CUANDO murió Claudio, difícilmente se puede decir que su manto fuera recogido por alguien. La batalla, aunque no abandonada del todo, desde entonces se mantuvo lánguidamente.

 Antes de esta época, no pocas iglesias más allá de los Alpes se habían sometido al yugo de Roma, y ​​esa arrogante potencia debe haber sentido no poco humillación al ver que su autoridad era resistida en lo que ella podría considerar como su propio territorio. Era venerada en el extranjero, pero despreciada en casa.

 Se renovaron los intentos de inducir a los obispos de Milán a aceptar el palio episcopal, la insignia del vasallaje espiritual, del Papa; Pero no fue hasta mediados del siglo XI (1059), bajo Nicolás II, que estos intentos tuvieron éxito. Pedro Damián, obispo de Ostia, y Anselmo, obispo de Lucca, fueron enviados por el pontífice para recibir la sumisión de las iglesias lombardas, y los tumultos populares en medio de los cuales se extorsionó esa sumisión muestran suficientemente que el espíritu de Claudio aún persistía al pie de los Alpes.

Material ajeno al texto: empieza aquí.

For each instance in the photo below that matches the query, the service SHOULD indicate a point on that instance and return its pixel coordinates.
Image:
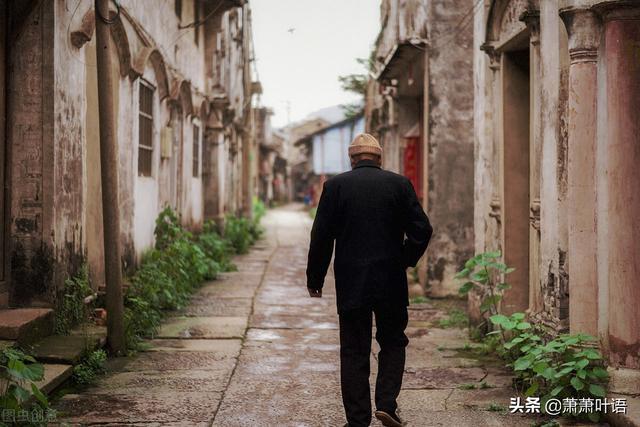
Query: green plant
(71, 308)
(93, 365)
(494, 407)
(240, 233)
(259, 209)
(565, 366)
(170, 272)
(484, 273)
(215, 247)
(18, 374)
(456, 319)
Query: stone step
(25, 325)
(65, 349)
(54, 375)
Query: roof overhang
(401, 56)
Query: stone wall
(433, 96)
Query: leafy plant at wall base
(483, 274)
(566, 366)
(71, 309)
(93, 365)
(18, 374)
(238, 232)
(456, 319)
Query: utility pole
(109, 173)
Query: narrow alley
(252, 349)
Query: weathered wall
(438, 97)
(53, 155)
(450, 142)
(30, 159)
(581, 122)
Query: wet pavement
(253, 349)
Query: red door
(412, 163)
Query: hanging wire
(461, 26)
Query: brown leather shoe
(389, 420)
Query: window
(145, 131)
(196, 150)
(196, 20)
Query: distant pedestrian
(379, 229)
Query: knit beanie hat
(365, 143)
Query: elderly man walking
(379, 229)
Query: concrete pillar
(583, 28)
(622, 52)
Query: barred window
(196, 150)
(145, 131)
(196, 20)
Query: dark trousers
(355, 353)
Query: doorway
(516, 175)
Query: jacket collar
(366, 163)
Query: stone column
(583, 27)
(622, 53)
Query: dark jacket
(379, 228)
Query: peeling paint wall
(445, 118)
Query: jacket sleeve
(417, 228)
(322, 238)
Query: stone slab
(480, 399)
(25, 325)
(54, 375)
(207, 307)
(441, 378)
(166, 407)
(204, 327)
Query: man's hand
(315, 293)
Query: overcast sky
(302, 46)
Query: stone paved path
(254, 350)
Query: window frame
(146, 116)
(197, 146)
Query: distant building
(327, 152)
(297, 155)
(420, 106)
(183, 95)
(273, 168)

 Tampoco ocultó el clero el pesar con el que pusieron sus antiguas libertades a los pies de un poder ante el cual se inclinaba entonces toda la tierra; pues el legado papal, Damián, nos informa que el clero de Milán sostenía en su presencia, “que la Iglesia Ambrosiana, según las antiguas instituciones de los Padres, siempre fue libre, sin estar sujeta a las leyes de Roma, y ​​que el Papa de Roma no tenía jurisdicción sobre su Iglesia en cuanto al gobierno o constitución de la misma”.2

Pero si las llanuras fueron conquistadas, no así las montañas. Un considerable grupo de protestantes se opuso a este acto de sumisión. De estos,  algunos cruzaron los Alpes, descendieron el Rin y alzaron el estandarte de la oposición en la diócesis de Colonia, donde fueron tildados de maniqueos y recompensados ​​con la hoguera. Otros se retiraron a los valles de los Alpes piamonteses y allí mantuvieron su fe bíblica y su antigua independencia. Lo que acabamos de relatar respecto a las diócesis de Milán y Turín resuelve la cuestión, en nuestra opinión, de la apostolicidad de las Iglesias de los valles valdenses. No es necesario mostrar que se enviaron misioneros desde Roma en la primera época para plantar el cristianismo en estos valles, ni es necesario demostrar que estas Iglesias han existido como comunidades distintas y separadas desde los primeros días; Bastaba con que formaran parte, como sin duda lo hicieron, de la gran Iglesia evangélica del norte de Italia. Esta es la prueba a la vez de su apostolicidad y de su independencia. Atestigua su descendencia de hombres apostólicos, si la doctrina es la vida de las Iglesias. Cuando sus correligionarios de las llanuras entraron en el ámbito de la jurisdicción romana, se retiraron a las montañas y, rechazando por igual el yugo tiránico y los principios corruptos de la Iglesia de las Siete Colinas, preservaron en su pureza y sencillez la fe que sus padres les habían transmitido. Roma era manifiestamente cismática, ella fue la que abandonó lo que era una vez la fe común de la cristiandad, dejando con ese paso a todos los que permanecieron en el antiguo terreno el título indiscutiblemente válido de la Verdadera Iglesia.